Ein DNF muss keine Katastrophe sein. Im Gegenteil – wenn man damit vernünftig umgeht, kann man viel aus diesem Misserfolg lernen. Hinter dem bekannten Motto: „Aufstehen, Mund abwischen und weitermachen“ verstecken sich eigentlich komplexere Prozesse der Informationsverarbeitung, Handlungskontrolle, Motivations- und Emotionsregulation, die jedoch nur auf den ersten Blick komplex aussehen, aber eigentlich vielen von uns mehr als nur bekannt sind. Nur sind sie uns nicht ständig bewusst.
Und bitte nehmen Sie das unten gezeigte Foto ernst!
Wenn Sie an einem auf dem Boden kriechenden oder liegenden Trail-Läufer vorbei kommen, bitte drücken Sie die Pause-Taste seine Garmin. Die Daten, die dann gespeichert werden sind wichtige Informationen, die man für eine funktionale Kausalattribution benötigt.

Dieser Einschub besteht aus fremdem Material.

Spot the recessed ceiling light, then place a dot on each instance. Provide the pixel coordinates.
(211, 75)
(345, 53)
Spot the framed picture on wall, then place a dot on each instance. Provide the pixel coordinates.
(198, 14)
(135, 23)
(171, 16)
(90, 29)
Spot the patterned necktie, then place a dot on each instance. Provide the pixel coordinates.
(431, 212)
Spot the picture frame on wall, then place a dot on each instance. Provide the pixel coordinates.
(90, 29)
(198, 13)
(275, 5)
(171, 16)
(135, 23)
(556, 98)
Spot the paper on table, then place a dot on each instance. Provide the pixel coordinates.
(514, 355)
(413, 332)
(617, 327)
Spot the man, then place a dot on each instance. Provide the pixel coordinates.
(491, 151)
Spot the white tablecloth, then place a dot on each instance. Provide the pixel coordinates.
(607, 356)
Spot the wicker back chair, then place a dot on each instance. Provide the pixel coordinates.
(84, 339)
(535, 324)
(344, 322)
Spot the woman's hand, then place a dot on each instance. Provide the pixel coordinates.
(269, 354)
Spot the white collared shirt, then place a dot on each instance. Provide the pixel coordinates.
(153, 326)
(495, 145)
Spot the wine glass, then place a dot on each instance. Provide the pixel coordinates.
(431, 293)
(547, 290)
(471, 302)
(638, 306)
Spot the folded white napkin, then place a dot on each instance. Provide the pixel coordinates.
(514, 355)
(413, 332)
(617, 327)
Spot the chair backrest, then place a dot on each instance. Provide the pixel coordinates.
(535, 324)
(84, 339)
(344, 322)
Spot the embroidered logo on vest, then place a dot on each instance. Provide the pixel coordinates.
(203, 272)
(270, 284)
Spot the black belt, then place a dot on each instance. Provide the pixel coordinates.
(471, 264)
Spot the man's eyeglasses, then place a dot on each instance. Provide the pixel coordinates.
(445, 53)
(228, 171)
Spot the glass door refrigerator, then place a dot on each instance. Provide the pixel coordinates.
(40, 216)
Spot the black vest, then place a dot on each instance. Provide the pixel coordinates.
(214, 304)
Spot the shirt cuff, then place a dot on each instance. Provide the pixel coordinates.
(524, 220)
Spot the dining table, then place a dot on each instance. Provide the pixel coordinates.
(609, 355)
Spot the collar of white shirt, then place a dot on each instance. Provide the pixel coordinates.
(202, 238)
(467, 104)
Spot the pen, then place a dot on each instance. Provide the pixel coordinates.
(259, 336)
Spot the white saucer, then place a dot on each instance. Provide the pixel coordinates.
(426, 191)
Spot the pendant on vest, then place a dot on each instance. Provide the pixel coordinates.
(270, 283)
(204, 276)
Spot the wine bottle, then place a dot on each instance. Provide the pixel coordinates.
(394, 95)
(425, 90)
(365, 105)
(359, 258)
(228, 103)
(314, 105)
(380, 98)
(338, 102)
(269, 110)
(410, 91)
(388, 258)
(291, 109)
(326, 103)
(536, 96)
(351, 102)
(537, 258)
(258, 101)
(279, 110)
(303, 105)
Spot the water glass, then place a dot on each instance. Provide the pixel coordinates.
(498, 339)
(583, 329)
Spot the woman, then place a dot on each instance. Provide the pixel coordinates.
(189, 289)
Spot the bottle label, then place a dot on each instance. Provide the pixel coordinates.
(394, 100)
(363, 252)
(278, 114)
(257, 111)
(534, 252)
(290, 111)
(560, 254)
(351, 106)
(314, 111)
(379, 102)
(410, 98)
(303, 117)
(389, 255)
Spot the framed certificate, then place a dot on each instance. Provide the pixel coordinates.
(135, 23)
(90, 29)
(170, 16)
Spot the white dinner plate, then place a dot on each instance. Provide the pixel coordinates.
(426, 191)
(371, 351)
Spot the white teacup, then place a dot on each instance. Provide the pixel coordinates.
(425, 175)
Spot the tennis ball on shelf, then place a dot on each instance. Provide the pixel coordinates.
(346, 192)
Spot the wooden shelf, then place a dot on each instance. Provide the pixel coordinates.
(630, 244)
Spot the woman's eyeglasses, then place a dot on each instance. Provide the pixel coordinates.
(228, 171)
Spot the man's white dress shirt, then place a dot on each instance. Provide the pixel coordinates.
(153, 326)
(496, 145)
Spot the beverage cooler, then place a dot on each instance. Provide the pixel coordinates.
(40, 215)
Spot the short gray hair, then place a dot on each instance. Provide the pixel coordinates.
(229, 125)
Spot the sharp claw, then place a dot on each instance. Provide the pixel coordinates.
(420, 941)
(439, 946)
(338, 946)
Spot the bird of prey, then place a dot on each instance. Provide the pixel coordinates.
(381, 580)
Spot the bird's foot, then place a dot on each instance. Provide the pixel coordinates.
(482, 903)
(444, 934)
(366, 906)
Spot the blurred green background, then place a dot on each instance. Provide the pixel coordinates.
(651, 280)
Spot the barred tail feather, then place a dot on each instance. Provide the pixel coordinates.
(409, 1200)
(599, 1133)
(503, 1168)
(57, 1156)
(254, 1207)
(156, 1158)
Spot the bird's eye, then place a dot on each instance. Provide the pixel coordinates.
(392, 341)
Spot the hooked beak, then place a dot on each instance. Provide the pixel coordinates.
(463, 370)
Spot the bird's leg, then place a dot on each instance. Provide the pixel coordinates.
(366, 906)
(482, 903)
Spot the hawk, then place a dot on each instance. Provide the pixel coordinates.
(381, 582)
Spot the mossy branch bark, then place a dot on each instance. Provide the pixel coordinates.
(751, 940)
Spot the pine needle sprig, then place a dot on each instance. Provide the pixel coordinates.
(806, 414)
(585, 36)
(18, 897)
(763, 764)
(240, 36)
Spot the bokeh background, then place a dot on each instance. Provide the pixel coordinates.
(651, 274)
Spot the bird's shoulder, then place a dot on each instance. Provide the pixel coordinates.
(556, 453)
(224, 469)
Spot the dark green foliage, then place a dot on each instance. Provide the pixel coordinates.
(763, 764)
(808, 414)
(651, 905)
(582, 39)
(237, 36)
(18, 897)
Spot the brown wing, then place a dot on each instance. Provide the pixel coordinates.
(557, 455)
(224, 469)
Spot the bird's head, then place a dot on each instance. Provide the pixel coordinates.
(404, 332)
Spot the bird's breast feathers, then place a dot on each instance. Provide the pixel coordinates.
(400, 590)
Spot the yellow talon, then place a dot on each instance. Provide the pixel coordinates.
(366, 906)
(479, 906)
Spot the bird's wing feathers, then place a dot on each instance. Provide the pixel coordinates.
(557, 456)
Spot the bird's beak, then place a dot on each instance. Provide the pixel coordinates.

Ach so, und was macht man am Tag danach? Auch wenn ich heute einen „dicken Hals“ habe (nicht im übertragene Sinn, sondern in Wirklichkeit), auf alle Fälle Reserven wieder auffüllen, lange Schlafen, viel Essen und Trinken, ein bisschen Kuscheln und ganz wichtig: Nach der Analyse des Vortages, einen dicken und fetten, grünen Haken an den Wettkampf machen. Dann wird es beim nächsten Lauf ganz sicher wieder besser! Und der ist in schon in drei Wochen…
Literatur
Fuchs, R. & Klaperski, S (2012). Körperliche Aktivität und Stressregulation. In R. Fuchs & W. Schlicht (Hrsg.), Seelische Gesundheit und körperliche Aktivität. Göttingen, Hogrefe.
Weiner, B. (1988). Attribution theory and attributional therapy: Some theoretical observations and suggestions. British Journal of Clinical Psychology, 27, 99-104.